While it was once solely the choice of the inductee, for the past couple of decades the Hall of Fame has had final say on the caps, though the request of the inductee is noted. This is done to prevent a situation in which a cap truly misrepresents history. This issue arose around the time Wade Boggs was inducted, as he reportedly had a deal with the Tampa Bay Devil Rays to pick their cap on his plaque which, to say the least, would’ve been unrepresentative.

There have been some mildly controversial picks in the past, and some guys who would seem to have a clear choice have gone with blank caps to avoid upsetting the fan base of one of his other teams, but Walker’s doesn’t seem all that controversial to me.

Walker played ten years in Colorado to six years in Montreal and two years in St.

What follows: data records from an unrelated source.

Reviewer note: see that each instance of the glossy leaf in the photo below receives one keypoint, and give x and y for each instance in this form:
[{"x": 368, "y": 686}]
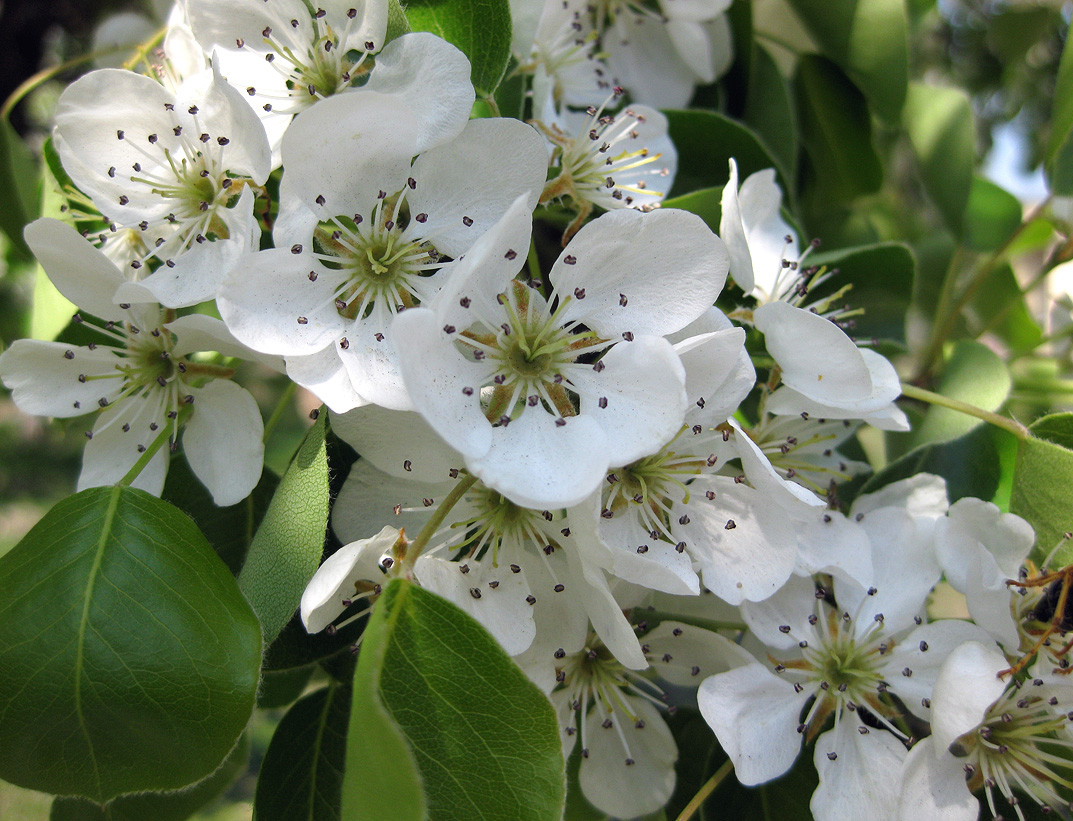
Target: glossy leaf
[
  {"x": 1043, "y": 484},
  {"x": 869, "y": 42},
  {"x": 231, "y": 529},
  {"x": 974, "y": 375},
  {"x": 481, "y": 29},
  {"x": 970, "y": 465},
  {"x": 287, "y": 548},
  {"x": 836, "y": 132},
  {"x": 882, "y": 277},
  {"x": 991, "y": 216},
  {"x": 1059, "y": 152},
  {"x": 129, "y": 658},
  {"x": 300, "y": 777},
  {"x": 431, "y": 688},
  {"x": 940, "y": 126},
  {"x": 706, "y": 142},
  {"x": 158, "y": 806}
]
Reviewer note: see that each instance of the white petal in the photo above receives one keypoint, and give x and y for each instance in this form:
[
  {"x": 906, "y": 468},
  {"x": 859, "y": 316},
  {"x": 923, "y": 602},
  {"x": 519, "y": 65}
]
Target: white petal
[
  {"x": 934, "y": 787},
  {"x": 476, "y": 176},
  {"x": 968, "y": 684},
  {"x": 754, "y": 715},
  {"x": 667, "y": 264},
  {"x": 817, "y": 357},
  {"x": 223, "y": 441},
  {"x": 324, "y": 375},
  {"x": 525, "y": 459},
  {"x": 79, "y": 272},
  {"x": 646, "y": 783},
  {"x": 113, "y": 451},
  {"x": 638, "y": 399},
  {"x": 368, "y": 499},
  {"x": 501, "y": 610},
  {"x": 428, "y": 75},
  {"x": 334, "y": 581},
  {"x": 745, "y": 545},
  {"x": 398, "y": 442},
  {"x": 45, "y": 382},
  {"x": 435, "y": 375},
  {"x": 863, "y": 778},
  {"x": 368, "y": 155}
]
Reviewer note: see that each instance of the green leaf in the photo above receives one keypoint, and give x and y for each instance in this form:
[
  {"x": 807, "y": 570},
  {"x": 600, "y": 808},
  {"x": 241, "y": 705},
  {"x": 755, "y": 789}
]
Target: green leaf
[
  {"x": 991, "y": 216},
  {"x": 882, "y": 277},
  {"x": 769, "y": 108},
  {"x": 1059, "y": 151},
  {"x": 128, "y": 656},
  {"x": 18, "y": 180},
  {"x": 941, "y": 130},
  {"x": 159, "y": 806},
  {"x": 706, "y": 142},
  {"x": 481, "y": 29},
  {"x": 288, "y": 546},
  {"x": 449, "y": 723},
  {"x": 706, "y": 203},
  {"x": 974, "y": 375},
  {"x": 970, "y": 465},
  {"x": 836, "y": 132},
  {"x": 1043, "y": 483},
  {"x": 868, "y": 40},
  {"x": 300, "y": 777},
  {"x": 231, "y": 529}
]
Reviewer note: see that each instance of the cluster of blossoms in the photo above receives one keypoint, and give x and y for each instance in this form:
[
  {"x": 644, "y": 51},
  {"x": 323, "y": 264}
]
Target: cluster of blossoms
[{"x": 575, "y": 443}]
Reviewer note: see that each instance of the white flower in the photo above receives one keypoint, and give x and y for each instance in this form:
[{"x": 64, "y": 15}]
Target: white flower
[
  {"x": 661, "y": 55},
  {"x": 622, "y": 160},
  {"x": 988, "y": 734},
  {"x": 364, "y": 233},
  {"x": 285, "y": 55},
  {"x": 141, "y": 383},
  {"x": 838, "y": 660},
  {"x": 175, "y": 166},
  {"x": 493, "y": 346}
]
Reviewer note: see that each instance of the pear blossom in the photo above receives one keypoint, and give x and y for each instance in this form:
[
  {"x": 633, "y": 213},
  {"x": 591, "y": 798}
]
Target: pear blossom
[
  {"x": 495, "y": 366},
  {"x": 837, "y": 649},
  {"x": 355, "y": 247},
  {"x": 285, "y": 55},
  {"x": 510, "y": 553},
  {"x": 622, "y": 160},
  {"x": 178, "y": 167},
  {"x": 140, "y": 381},
  {"x": 661, "y": 55},
  {"x": 1004, "y": 737},
  {"x": 628, "y": 752}
]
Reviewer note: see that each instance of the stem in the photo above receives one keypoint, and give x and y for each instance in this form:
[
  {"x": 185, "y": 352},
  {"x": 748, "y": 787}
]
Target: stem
[
  {"x": 145, "y": 457},
  {"x": 705, "y": 791},
  {"x": 1007, "y": 424},
  {"x": 278, "y": 410},
  {"x": 945, "y": 317},
  {"x": 42, "y": 76},
  {"x": 432, "y": 525}
]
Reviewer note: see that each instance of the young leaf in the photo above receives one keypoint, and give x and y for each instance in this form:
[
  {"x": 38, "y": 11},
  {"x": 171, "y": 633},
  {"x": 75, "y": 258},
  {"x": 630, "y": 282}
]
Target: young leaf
[
  {"x": 128, "y": 657},
  {"x": 941, "y": 130},
  {"x": 449, "y": 724},
  {"x": 302, "y": 773},
  {"x": 1043, "y": 484},
  {"x": 706, "y": 142},
  {"x": 287, "y": 548},
  {"x": 869, "y": 42},
  {"x": 481, "y": 29},
  {"x": 159, "y": 806},
  {"x": 974, "y": 375}
]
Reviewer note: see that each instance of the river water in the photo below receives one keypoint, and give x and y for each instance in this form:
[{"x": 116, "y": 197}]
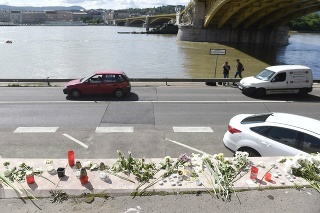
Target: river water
[{"x": 77, "y": 51}]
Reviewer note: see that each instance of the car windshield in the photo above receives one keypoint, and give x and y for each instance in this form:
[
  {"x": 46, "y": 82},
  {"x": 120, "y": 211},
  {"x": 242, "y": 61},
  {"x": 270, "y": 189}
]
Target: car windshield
[
  {"x": 265, "y": 75},
  {"x": 256, "y": 118},
  {"x": 85, "y": 78}
]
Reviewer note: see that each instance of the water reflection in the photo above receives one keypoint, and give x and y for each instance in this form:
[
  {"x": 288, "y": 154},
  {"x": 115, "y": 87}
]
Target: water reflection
[{"x": 302, "y": 49}]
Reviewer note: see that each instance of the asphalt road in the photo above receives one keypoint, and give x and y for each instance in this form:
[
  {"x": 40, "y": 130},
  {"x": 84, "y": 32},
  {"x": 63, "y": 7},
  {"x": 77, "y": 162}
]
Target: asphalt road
[
  {"x": 154, "y": 114},
  {"x": 157, "y": 120}
]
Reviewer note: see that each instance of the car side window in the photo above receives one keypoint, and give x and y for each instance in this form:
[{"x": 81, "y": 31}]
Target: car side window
[
  {"x": 120, "y": 78},
  {"x": 279, "y": 134},
  {"x": 110, "y": 78},
  {"x": 95, "y": 79},
  {"x": 310, "y": 144},
  {"x": 280, "y": 77}
]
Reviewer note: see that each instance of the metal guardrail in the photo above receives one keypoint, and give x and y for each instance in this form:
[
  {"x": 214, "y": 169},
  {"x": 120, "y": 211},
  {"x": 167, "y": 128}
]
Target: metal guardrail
[{"x": 205, "y": 80}]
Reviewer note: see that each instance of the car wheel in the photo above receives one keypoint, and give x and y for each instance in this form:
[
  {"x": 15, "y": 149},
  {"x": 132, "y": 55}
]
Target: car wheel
[
  {"x": 251, "y": 152},
  {"x": 303, "y": 92},
  {"x": 118, "y": 93},
  {"x": 75, "y": 93},
  {"x": 260, "y": 93}
]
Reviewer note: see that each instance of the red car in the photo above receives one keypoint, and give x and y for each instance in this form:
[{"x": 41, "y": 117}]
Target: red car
[{"x": 106, "y": 82}]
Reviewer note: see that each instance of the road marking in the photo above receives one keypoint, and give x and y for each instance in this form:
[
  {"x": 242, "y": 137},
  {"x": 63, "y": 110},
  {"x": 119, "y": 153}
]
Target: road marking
[
  {"x": 35, "y": 129},
  {"x": 75, "y": 140},
  {"x": 192, "y": 129},
  {"x": 113, "y": 129},
  {"x": 73, "y": 102},
  {"x": 186, "y": 146}
]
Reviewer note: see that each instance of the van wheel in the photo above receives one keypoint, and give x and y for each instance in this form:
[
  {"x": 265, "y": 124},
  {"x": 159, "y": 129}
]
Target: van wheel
[
  {"x": 118, "y": 93},
  {"x": 251, "y": 152},
  {"x": 75, "y": 93},
  {"x": 260, "y": 93},
  {"x": 303, "y": 92}
]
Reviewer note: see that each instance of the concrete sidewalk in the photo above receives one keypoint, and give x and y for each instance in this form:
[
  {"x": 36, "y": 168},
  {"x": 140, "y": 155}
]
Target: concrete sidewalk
[{"x": 115, "y": 186}]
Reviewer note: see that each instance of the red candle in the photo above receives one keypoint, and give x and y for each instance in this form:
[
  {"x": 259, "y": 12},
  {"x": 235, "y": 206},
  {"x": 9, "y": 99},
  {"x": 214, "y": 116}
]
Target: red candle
[
  {"x": 254, "y": 173},
  {"x": 268, "y": 177},
  {"x": 83, "y": 176},
  {"x": 71, "y": 158},
  {"x": 84, "y": 179},
  {"x": 30, "y": 177}
]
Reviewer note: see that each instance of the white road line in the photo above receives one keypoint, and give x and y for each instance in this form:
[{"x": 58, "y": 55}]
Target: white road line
[
  {"x": 186, "y": 146},
  {"x": 72, "y": 102},
  {"x": 35, "y": 129},
  {"x": 75, "y": 140},
  {"x": 192, "y": 129},
  {"x": 113, "y": 129}
]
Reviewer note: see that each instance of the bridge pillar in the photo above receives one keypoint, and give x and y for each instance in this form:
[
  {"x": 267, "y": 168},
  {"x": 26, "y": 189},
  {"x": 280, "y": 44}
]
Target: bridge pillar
[
  {"x": 127, "y": 24},
  {"x": 191, "y": 29},
  {"x": 147, "y": 23}
]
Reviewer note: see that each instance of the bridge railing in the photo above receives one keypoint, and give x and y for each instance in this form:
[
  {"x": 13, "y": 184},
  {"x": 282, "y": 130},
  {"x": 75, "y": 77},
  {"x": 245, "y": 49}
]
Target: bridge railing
[{"x": 166, "y": 80}]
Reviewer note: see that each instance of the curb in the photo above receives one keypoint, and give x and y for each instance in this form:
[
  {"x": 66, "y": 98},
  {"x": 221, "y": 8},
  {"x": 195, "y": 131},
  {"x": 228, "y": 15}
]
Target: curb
[{"x": 116, "y": 186}]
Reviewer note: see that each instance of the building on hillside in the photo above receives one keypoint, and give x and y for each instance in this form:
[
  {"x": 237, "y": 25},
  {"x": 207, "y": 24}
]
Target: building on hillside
[
  {"x": 78, "y": 15},
  {"x": 4, "y": 16},
  {"x": 16, "y": 17}
]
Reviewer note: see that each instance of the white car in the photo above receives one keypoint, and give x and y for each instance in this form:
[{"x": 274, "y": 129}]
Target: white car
[{"x": 273, "y": 134}]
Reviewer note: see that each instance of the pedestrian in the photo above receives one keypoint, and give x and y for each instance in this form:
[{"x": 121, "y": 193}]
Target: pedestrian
[
  {"x": 226, "y": 69},
  {"x": 239, "y": 69}
]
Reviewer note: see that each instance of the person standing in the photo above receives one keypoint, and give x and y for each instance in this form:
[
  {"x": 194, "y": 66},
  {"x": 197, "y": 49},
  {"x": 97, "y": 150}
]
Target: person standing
[
  {"x": 226, "y": 69},
  {"x": 239, "y": 69}
]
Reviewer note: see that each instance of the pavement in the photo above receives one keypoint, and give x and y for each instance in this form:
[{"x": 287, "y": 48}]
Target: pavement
[
  {"x": 283, "y": 193},
  {"x": 112, "y": 194},
  {"x": 115, "y": 186}
]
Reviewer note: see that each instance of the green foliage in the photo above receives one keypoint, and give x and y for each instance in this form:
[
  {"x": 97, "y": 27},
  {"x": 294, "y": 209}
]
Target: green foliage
[{"x": 309, "y": 22}]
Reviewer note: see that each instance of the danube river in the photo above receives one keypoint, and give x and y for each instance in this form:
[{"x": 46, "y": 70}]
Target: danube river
[{"x": 77, "y": 51}]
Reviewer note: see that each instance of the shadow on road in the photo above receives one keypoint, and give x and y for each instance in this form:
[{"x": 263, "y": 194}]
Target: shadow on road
[{"x": 128, "y": 97}]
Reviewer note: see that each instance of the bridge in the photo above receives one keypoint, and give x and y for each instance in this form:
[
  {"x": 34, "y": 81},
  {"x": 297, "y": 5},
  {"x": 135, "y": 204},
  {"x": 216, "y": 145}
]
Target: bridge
[
  {"x": 146, "y": 21},
  {"x": 234, "y": 21}
]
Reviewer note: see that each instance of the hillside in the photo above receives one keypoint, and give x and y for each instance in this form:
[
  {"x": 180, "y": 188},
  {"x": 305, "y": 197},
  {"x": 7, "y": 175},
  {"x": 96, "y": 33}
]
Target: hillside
[{"x": 29, "y": 8}]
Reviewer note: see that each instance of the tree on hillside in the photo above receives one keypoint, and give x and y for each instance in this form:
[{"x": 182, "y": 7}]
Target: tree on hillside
[{"x": 309, "y": 22}]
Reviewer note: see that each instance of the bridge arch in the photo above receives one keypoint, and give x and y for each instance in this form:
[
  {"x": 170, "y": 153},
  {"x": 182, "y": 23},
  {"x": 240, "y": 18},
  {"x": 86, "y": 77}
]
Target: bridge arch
[{"x": 246, "y": 21}]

Louis. His numbers in Colorado were substantial better than in Montreal. His MVP Award, most of his Gold Gloves, most of his All-Star appearances, and all of his black ink with the exception of the NL doubles title in 1994 came with the Rockies too. Walker requested the Rockies cap, noting correctly that he “did more damage” in a Rockies uniform than anyplace else. And, of course, that damage is what got him elected to the Hall of Fame.

Still, I imagine fans of the old Expos will take at least some issue here. Those folks tend to be pretty possessive of their team’s old stars. It’s understandable, I suppose, given that they’ve not gotten any new ones in a decade or two. Add in the fact that Walker played for the 1994 Expos team onto which people love to project things both reasonable and unreasonable, and you can expect that the Expos dead-enders might feel a bit slighted.

Welp, sorry. A Rockies cap is the right choice.  And that’s Walker’s cap will feature.